Code is compiled with shared libraries and it stops with an error message: ``error while loading shared libraries: libsome.so: cannot open shared object file: No such file or directory``

That means your program can’t find libraries which has been used at linking/compiling time. You may always check shared library dependencies:

$ ldd YOUR_PROGRAM # print the list of libraries required by program

If some of libraries is marked as not found, then you should first (i) find the exact path to that lib (suppose it is installed), then second (ii) explicitly add it to your environment variable $LD_LIBRARY_PATH.

For instance, if your code has been previously compiled with the libmpi.so.0 but on SL6.2 it reports an error like error while loading shared libraries: libmpi.so.0 try to locate the library:

$ locate libmpi.so.0
/usr/lib64/compat-openmpi/lib/libmpi.so.0
/usr/lib64/compat-openmpi/lib/libmpi.so.0.0.2

and the add it to your $LD_LIBRARY_PATH

export LD_LIBRARY_PATH=/usr/lib64/compat-openmpi/lib:$LD_LIBARY_PATH # export the lib in BASH environment

or, as in case of libmpi.so.0 we have ready module config, just run

module load compat-openmpi-x86_64

In case your code is missing some specific libs, not installed on Triton (say you got a binary compiled from somewhere else), you have a few choices: (i) get statically linked program or (ii) find/download missing libs (for instance from developers’ site). For the second, copy libs to your $WRKDIR and add paths to $LD_LIBRARY_PATH, in the same maner as described above.

Other issues

How can I print my text file to a local department printer?
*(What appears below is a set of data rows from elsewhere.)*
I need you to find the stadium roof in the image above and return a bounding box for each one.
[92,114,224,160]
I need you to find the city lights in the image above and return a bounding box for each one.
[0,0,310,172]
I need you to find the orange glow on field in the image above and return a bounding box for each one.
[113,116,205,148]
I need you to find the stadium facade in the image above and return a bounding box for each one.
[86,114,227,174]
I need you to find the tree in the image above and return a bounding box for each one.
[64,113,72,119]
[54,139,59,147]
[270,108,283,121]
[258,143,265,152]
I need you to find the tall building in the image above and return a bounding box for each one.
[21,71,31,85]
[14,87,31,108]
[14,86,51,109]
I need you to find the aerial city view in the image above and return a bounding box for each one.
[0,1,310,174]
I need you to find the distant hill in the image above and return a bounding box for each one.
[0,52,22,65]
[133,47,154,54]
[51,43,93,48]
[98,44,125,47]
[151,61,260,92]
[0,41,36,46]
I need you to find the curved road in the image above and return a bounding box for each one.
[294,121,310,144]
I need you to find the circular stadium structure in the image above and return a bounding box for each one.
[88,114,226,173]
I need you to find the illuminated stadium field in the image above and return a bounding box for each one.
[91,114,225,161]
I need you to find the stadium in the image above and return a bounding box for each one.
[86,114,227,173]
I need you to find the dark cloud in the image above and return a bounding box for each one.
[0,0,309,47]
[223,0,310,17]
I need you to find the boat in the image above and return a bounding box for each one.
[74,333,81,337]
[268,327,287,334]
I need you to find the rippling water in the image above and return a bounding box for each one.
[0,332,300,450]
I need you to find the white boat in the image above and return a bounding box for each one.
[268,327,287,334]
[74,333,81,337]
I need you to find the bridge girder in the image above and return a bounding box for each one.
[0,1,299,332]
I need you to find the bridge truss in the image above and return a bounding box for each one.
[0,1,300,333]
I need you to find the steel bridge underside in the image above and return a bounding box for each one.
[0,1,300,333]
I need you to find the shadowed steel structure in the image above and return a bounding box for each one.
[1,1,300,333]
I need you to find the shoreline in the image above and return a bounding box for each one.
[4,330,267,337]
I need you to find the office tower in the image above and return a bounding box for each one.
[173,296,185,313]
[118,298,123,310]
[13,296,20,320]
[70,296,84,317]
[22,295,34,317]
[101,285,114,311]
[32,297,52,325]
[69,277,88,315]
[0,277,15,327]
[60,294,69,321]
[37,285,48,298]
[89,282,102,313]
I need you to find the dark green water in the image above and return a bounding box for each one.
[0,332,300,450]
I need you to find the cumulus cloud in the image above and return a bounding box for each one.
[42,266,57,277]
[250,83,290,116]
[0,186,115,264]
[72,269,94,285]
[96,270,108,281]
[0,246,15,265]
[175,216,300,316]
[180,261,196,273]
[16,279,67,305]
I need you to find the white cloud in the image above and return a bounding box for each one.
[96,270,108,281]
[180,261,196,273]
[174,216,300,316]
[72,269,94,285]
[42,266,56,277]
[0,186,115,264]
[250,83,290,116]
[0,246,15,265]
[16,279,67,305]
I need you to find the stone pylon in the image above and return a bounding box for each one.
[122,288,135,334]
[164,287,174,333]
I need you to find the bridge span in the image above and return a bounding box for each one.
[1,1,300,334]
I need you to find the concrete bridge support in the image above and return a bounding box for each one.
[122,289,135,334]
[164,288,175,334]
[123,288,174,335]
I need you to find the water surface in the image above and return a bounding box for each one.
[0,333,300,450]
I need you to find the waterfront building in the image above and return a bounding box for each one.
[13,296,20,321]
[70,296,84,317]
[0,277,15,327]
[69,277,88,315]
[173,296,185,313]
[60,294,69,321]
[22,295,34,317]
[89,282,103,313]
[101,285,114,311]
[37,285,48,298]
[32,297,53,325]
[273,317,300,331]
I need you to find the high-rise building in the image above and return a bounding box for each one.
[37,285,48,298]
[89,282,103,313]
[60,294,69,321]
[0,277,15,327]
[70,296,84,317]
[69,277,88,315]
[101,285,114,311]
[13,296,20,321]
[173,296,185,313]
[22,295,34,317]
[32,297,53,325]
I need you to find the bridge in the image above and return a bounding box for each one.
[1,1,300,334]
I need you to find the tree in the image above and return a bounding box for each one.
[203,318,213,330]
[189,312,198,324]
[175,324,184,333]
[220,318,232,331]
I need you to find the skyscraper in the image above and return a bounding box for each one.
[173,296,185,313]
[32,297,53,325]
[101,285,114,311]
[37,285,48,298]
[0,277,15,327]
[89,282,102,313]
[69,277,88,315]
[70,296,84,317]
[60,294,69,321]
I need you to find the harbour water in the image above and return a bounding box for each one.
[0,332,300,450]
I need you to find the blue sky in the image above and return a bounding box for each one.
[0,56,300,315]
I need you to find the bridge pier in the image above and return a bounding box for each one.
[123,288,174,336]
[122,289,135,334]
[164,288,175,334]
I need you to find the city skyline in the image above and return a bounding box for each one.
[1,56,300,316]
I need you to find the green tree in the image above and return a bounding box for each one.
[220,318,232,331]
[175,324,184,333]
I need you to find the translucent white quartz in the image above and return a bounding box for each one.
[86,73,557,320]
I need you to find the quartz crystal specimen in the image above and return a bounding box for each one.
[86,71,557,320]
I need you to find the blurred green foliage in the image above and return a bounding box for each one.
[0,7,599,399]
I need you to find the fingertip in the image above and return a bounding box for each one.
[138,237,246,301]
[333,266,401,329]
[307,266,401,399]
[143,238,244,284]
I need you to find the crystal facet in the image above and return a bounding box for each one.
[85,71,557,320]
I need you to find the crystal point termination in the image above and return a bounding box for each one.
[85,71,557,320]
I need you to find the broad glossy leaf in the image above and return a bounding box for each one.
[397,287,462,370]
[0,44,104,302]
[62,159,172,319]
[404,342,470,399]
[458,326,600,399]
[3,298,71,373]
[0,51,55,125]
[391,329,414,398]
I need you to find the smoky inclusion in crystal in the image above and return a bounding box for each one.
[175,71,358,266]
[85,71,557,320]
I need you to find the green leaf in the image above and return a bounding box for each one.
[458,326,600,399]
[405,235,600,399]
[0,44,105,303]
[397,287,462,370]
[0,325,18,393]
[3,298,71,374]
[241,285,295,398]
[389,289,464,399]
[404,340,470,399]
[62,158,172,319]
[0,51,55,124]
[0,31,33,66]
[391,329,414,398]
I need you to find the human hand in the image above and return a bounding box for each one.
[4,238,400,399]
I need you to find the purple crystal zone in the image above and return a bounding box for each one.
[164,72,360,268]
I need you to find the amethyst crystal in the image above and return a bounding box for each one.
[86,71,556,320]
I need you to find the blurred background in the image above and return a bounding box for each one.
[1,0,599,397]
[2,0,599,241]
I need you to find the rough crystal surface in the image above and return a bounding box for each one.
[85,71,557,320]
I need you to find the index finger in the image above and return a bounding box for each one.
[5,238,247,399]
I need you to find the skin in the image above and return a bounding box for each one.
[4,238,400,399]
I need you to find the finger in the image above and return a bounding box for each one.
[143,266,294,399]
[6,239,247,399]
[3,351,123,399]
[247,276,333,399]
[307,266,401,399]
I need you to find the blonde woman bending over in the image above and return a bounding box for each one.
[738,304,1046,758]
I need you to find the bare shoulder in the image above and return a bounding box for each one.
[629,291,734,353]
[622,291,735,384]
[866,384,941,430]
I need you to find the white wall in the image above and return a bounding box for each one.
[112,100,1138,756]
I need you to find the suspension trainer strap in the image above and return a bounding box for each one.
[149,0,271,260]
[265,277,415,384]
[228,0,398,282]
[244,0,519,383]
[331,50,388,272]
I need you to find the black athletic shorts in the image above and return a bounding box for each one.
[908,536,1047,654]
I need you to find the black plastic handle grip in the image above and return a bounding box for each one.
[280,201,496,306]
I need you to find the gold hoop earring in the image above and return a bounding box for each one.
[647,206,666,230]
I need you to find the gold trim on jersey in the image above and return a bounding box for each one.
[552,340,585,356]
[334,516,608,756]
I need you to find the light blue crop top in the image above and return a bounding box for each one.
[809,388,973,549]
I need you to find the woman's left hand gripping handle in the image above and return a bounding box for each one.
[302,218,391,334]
We don’t have local department printers configured anywhere on Triton. But one can use SSH magic to send a file or command output to a remote printer. Run from your local workstation, insert the target printer name:

... printing text file
$ ssh user@triton.aalto.fi "cat file.txt" | enscript -P printer_name
... printing a PostScript file
$ ssh user@triton.aalto.fi "cat file.ps" | lp -d printer_name -
... printing a man page
$ ssh user@triton.aalto.fi "man -t sbatch" | lp -d printer_name -

What node names like cn[01-224] mean?

All the hardware delivered by the vendor has been labeled with some short name. In particular every single compute node has a label like Cn01 or GPU001 etc. we used this notation to name compute nodes, that is cn01 is just a hostname for Cn01, gpu001 is a hostname for GPU001 etc. Shorthands like cn[01-224] mean all the hostnames in the range cn01, cn02, cn03 .. cn224. Same for gpu[001-008], tb[003-008], fn[01-02]. Similar notations can be used with SLURM commands like:

$ scontrol show node cn[01-12]

Can't run graphical applications on nodes and "Warning: untrusted X11 forwarding setup failed: xauth key data not generated"

Check your .bashrc and other startup files. Some modules bring in so many dependencies that it can interfere with standard operating system functions: in this case, SSH setting up X11 forwarding for graphical applications.